Current implementations of bandwidth or resource reservation protocols such as RSVP are fraught with a number of limitations. Overall, the RSVP protocol is static in nature. That is, for each different bandwidth reservation, one or more RSVP protocol path and reservation messages must be communicated between the sending and receiving hosts and all of the data communications devices (e.g. routers, switches, hubs, and so forth) on the path that the data is to take through a network. Thus, once RSVP is used to reserve bandwidth for a particular stream of data, to change the amount of reserved bandwidth requires a new series of RSVP messages to be exchanged, as explained above. No mechanism is provided in current implementations of bandwidth reservation protocols such as RSVP to automatically adjust amounts of reserved bandwidth in data communications devices on-the-fly, without further communications via the reservation protocol.

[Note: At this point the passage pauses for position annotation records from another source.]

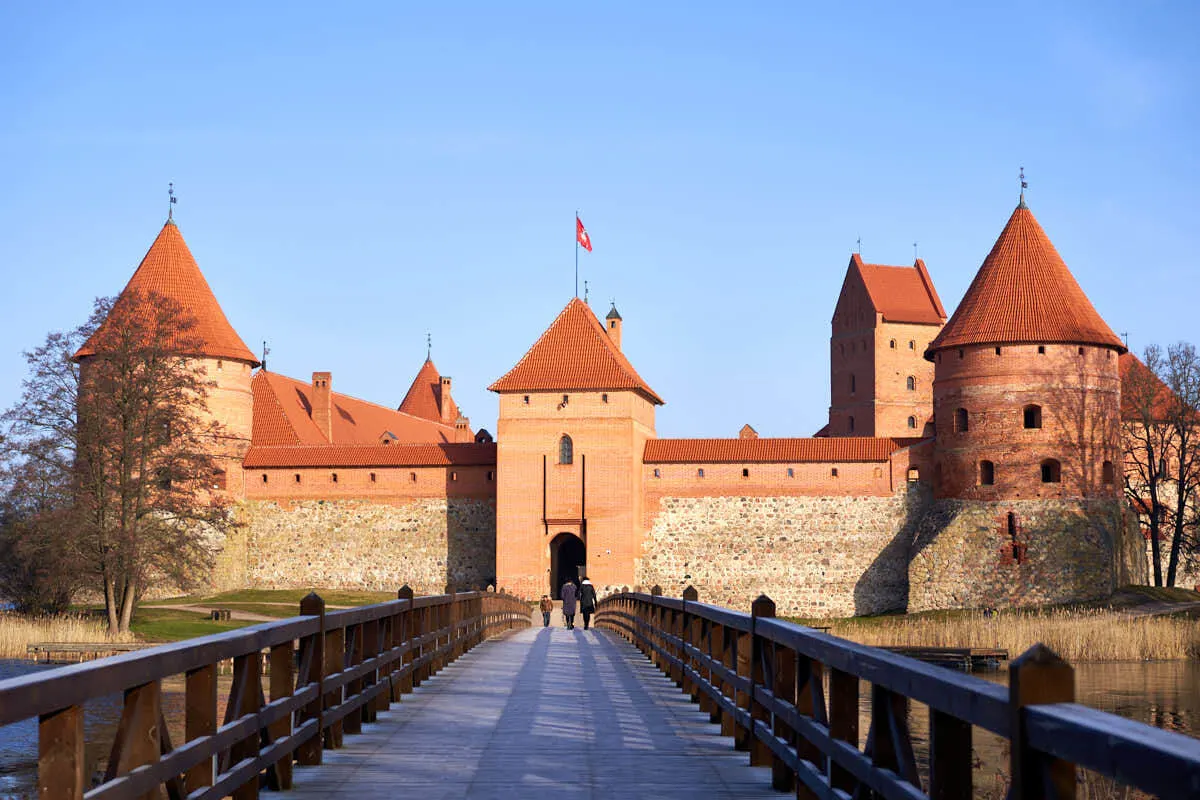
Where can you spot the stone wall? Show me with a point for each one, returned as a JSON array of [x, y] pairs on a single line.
[[367, 545], [813, 555], [965, 553]]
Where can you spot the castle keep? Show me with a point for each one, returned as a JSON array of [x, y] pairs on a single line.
[[965, 462]]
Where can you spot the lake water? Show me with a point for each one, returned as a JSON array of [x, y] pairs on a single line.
[[1163, 693]]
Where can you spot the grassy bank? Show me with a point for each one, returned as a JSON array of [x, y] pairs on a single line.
[[1075, 635], [16, 632]]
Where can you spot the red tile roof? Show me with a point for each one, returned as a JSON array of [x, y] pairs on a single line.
[[283, 416], [1024, 293], [412, 455], [715, 451], [424, 397], [903, 294], [575, 353], [169, 270]]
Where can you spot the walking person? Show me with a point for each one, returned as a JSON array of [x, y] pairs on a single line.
[[569, 594], [587, 602]]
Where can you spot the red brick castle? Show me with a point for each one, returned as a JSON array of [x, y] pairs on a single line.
[[965, 462]]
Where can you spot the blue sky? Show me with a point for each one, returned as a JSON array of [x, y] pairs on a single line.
[[353, 175]]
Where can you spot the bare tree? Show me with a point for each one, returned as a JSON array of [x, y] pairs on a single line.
[[1146, 437], [124, 428]]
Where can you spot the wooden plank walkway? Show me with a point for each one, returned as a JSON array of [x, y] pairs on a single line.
[[544, 713]]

The RSVP protocol does not define when or how a data communications device (e.g. 100 in FIG. 1) is to implement the actual bandwidth reservations allocated to a session or flow of data communication between hosts. Rather, RSVP simply provides a mechanism to exchange bandwidth reservation and path messages along the path of data communication between sending and receiving hosts. The reservation messages simply identify a session or stream of data communication and indicate a requested level of service for that stream of data. The path messages indicate where the data is to come from and also indicate where to transmit the data.

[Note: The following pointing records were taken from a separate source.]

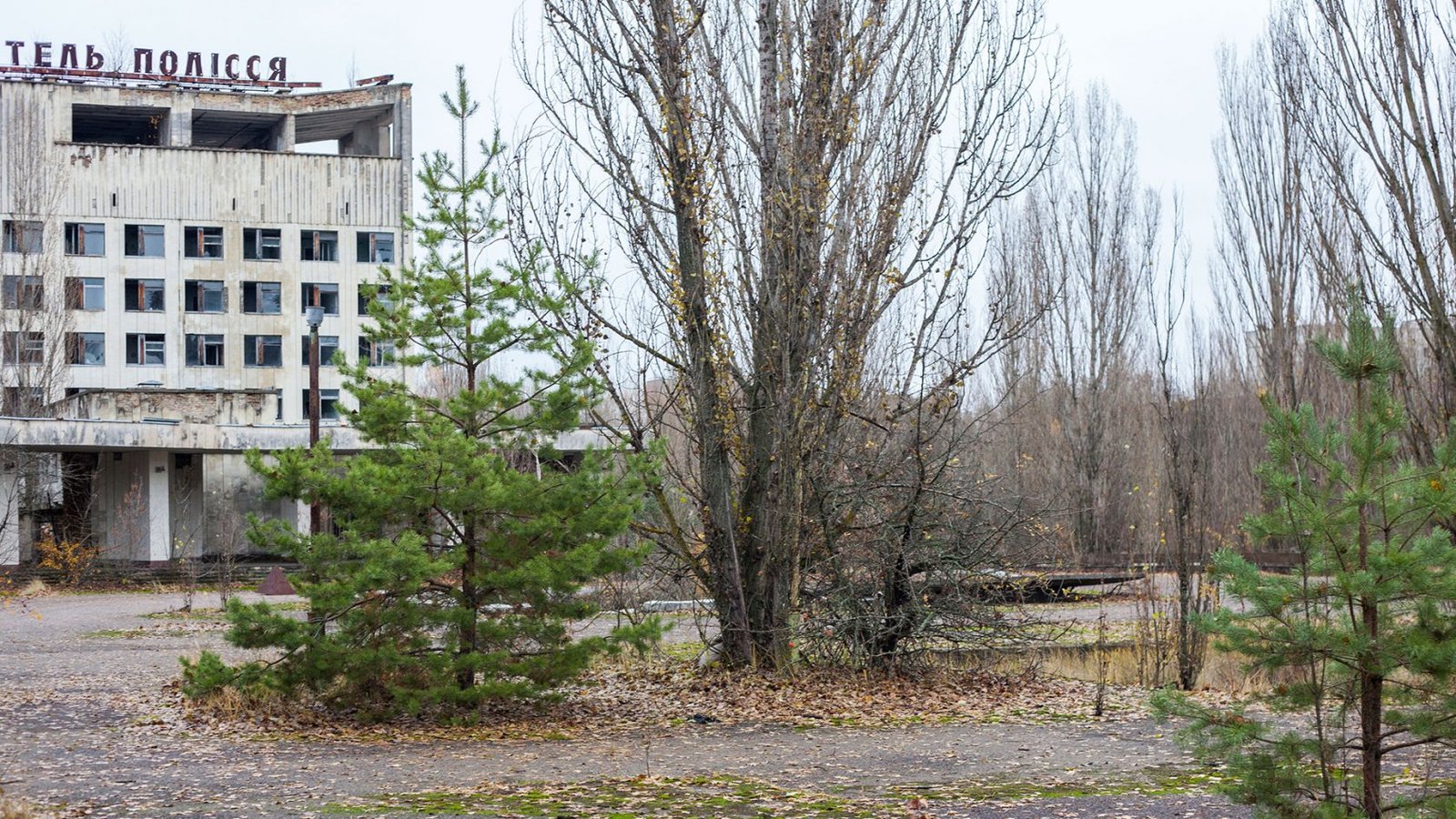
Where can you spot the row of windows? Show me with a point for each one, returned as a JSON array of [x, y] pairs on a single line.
[[198, 242], [200, 350], [25, 401], [198, 296]]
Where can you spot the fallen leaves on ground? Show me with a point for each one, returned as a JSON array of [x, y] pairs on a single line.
[[659, 694]]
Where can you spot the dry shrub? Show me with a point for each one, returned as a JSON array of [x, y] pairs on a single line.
[[72, 559], [12, 807]]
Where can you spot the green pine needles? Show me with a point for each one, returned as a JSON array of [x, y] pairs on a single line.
[[462, 542], [1359, 642]]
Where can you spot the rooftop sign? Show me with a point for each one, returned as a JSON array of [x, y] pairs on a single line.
[[67, 60]]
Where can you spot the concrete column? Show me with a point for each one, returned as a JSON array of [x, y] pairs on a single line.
[[302, 515], [159, 508], [179, 124], [288, 133], [9, 516]]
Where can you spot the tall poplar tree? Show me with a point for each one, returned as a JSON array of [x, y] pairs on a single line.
[[462, 542]]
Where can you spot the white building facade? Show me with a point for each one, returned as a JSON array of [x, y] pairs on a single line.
[[159, 245]]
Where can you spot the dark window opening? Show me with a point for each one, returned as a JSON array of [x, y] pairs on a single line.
[[204, 296], [376, 353], [118, 124], [85, 293], [319, 245], [21, 237], [262, 298], [24, 347], [204, 350], [262, 350], [328, 404], [380, 296], [378, 248], [143, 241], [146, 295], [237, 130], [87, 349], [24, 292], [85, 239], [146, 349], [262, 244], [203, 242]]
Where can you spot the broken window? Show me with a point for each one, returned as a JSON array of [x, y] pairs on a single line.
[[376, 248], [146, 295], [143, 241], [262, 244], [262, 298], [320, 295], [24, 401], [262, 350], [146, 349], [204, 350], [85, 239], [319, 245], [376, 353], [380, 296], [204, 296], [328, 404], [118, 124], [85, 293], [21, 237], [328, 346], [87, 349], [24, 347], [24, 292], [238, 130], [203, 242]]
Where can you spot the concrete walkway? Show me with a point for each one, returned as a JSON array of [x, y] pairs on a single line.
[[86, 722]]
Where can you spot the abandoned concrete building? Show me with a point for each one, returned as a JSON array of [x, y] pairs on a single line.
[[159, 245]]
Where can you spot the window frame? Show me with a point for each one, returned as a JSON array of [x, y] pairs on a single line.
[[135, 241], [328, 404], [200, 349], [254, 346], [137, 293], [368, 247], [79, 288], [24, 237], [328, 347], [318, 245], [255, 288], [197, 290], [200, 239], [258, 238], [84, 341], [22, 292], [315, 293], [376, 353], [140, 346]]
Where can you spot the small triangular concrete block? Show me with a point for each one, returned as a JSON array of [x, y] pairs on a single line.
[[276, 583]]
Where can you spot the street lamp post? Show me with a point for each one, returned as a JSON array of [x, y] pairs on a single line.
[[315, 318]]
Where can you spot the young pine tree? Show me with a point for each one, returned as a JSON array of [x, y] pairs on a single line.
[[462, 541], [1360, 640]]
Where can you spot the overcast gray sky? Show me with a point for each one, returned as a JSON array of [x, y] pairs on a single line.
[[1155, 56]]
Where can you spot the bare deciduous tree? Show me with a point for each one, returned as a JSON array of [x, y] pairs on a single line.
[[1261, 261], [779, 177], [1380, 114], [1096, 237]]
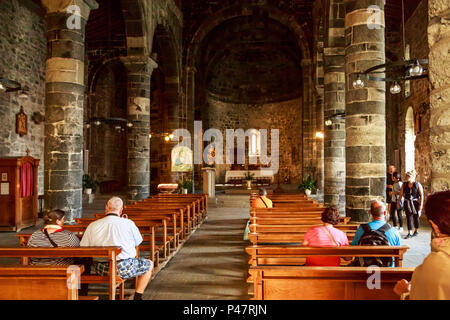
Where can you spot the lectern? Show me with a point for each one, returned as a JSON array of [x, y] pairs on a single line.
[[18, 192]]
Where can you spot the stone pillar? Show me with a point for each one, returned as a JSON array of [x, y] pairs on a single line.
[[209, 182], [365, 109], [308, 123], [64, 104], [139, 69], [334, 81], [439, 60]]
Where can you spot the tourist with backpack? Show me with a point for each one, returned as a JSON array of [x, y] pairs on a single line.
[[376, 233], [412, 193]]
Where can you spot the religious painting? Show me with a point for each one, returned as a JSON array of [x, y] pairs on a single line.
[[21, 123], [211, 155], [417, 123], [182, 159]]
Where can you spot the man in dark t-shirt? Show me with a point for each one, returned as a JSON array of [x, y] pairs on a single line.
[[389, 184]]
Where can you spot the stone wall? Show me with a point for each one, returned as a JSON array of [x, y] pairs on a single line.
[[285, 116], [419, 99], [439, 44], [23, 47], [397, 105]]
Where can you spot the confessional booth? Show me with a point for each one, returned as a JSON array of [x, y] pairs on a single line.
[[18, 193]]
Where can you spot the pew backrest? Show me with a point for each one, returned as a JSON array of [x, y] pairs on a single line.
[[330, 283], [39, 282]]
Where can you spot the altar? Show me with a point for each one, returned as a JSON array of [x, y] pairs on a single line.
[[262, 174]]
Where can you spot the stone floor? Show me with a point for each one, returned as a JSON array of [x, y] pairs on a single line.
[[212, 264]]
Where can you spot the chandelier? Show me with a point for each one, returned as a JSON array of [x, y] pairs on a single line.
[[395, 72]]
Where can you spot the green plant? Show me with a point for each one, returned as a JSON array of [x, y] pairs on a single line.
[[187, 184], [90, 183], [249, 176], [308, 184]]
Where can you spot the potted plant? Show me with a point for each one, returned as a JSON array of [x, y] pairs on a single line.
[[249, 177], [186, 186], [89, 184], [308, 185]]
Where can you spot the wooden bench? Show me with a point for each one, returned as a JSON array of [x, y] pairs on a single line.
[[292, 219], [203, 197], [277, 234], [191, 210], [320, 283], [316, 210], [40, 283], [109, 253], [175, 219], [148, 228], [296, 255], [179, 215]]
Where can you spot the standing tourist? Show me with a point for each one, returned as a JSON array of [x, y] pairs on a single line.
[[412, 195]]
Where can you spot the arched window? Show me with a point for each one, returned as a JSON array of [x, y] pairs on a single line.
[[410, 139], [407, 82], [254, 143]]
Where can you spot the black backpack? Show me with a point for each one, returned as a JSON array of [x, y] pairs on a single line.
[[375, 238]]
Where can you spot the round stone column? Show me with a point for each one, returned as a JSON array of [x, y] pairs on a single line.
[[334, 149], [63, 172], [365, 108], [138, 140], [439, 60]]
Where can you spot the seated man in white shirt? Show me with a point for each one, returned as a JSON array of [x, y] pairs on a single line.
[[114, 231]]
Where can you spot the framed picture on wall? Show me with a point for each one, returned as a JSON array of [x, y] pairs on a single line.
[[417, 123], [21, 123]]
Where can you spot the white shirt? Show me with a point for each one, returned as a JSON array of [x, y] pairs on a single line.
[[113, 231]]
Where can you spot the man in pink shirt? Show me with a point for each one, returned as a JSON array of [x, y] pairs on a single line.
[[325, 236]]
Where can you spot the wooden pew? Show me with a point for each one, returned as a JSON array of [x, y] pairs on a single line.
[[109, 253], [198, 202], [189, 211], [290, 233], [324, 283], [317, 210], [203, 198], [293, 219], [148, 229], [40, 283], [174, 217], [296, 255]]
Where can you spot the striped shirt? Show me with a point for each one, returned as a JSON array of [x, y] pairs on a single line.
[[62, 238]]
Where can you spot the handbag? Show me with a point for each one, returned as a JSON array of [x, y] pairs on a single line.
[[247, 231]]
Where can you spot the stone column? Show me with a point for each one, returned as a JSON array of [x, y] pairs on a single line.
[[140, 70], [439, 60], [334, 81], [64, 104], [308, 123], [365, 109]]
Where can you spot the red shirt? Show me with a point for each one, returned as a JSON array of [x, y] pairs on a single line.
[[319, 237]]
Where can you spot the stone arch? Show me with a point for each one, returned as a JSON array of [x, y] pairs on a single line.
[[165, 104], [106, 143], [238, 11], [410, 139], [135, 27]]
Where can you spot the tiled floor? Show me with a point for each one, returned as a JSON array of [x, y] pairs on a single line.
[[212, 264]]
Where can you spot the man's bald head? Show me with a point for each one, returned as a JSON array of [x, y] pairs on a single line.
[[114, 205], [377, 209]]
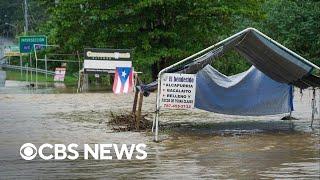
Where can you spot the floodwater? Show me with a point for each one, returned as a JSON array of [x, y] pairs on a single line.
[[208, 145]]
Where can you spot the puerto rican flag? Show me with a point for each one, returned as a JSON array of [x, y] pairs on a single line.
[[123, 80]]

Since no time limitations are provided in the RSVP protocol, current implementations of RSVP processing interpret RSVP request messages immediately which results in immediate reservations of bandwidth if the request is allowed. That is, a data communications device that receives an RSVP request for a bandwidth reservation performs the policy and admission control processing essentially at the moment the RSVP request is received. If the amount of bandwidth reserved via RSVP is not actually needed until a later point in time (i.e., transmission of the session of data communications that will use the bandwidth has not yet commenced), current implementations of reservation protocols such as RSVP have no way to specify reservations that are to made in the future via information in the RSVP request messages. Currently therefore, bandwidth is reserved in the device even though its actual use may not be needed until a later point in time.

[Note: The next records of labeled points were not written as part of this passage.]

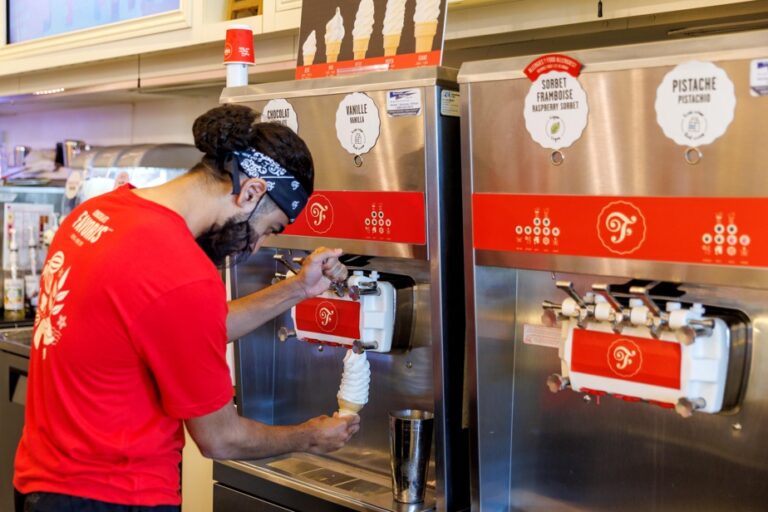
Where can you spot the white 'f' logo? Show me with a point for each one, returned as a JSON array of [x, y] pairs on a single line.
[[326, 315], [625, 357], [620, 226], [317, 212]]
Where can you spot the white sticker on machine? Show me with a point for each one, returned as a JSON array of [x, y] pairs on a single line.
[[357, 123], [542, 336], [556, 110], [280, 111], [450, 103], [404, 102], [758, 77], [695, 103]]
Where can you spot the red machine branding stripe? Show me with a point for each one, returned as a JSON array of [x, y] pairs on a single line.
[[329, 317], [708, 230], [408, 60], [382, 216], [630, 358]]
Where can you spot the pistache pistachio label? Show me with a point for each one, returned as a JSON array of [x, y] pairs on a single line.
[[695, 103], [556, 110]]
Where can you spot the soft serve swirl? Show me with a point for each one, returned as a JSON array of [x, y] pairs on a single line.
[[356, 378], [363, 20], [394, 17], [310, 45], [426, 11], [334, 29]]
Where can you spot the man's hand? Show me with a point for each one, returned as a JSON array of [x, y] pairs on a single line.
[[320, 269], [328, 434]]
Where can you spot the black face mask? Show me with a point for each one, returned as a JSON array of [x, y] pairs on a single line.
[[233, 239]]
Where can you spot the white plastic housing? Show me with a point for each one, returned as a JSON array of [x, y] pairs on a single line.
[[377, 315], [703, 366]]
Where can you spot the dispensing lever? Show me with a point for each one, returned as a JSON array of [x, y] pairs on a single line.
[[568, 288], [294, 265], [358, 347], [604, 290], [658, 320], [642, 293]]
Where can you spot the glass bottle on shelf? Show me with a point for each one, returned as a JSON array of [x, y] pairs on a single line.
[[13, 285], [32, 279]]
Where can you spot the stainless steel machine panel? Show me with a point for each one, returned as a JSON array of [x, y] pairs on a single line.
[[573, 451], [288, 382]]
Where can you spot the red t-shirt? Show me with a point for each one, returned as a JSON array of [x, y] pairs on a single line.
[[130, 339]]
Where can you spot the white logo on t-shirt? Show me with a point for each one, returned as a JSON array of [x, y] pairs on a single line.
[[51, 302], [91, 227]]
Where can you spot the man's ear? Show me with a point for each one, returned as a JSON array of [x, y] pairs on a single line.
[[251, 191]]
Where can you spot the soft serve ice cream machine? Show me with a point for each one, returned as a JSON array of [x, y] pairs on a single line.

Furthermore, RSVP does not specify the mechanisms to actually set aside or reserve the bandwidth resources within the device itself. Rather, they are dependant upon the implementation of the data communications devices that must interpret the protocol and reserve resources in any particular manner in which they chose.
Accordingly, RSVP only provides a framework for hosts to notify and request immediate reservations of bandwidth in all data communications devices that are on paths between sending and receiving hosts. Once the data communications devices have agreed to reserve the requested bandwidth at the time the RSVP message is received (i.e., admission and policy control), the implementation of how that bandwidth is actually reserved or set aside within each device is left up to the device and is not part of the RSVP protocol. The previously described prior art implementations of device bandwidth reservation mechanisms using customized packet classifiers and packet schedulers which operate in conjunction with the RSVP protocol have become quite popular.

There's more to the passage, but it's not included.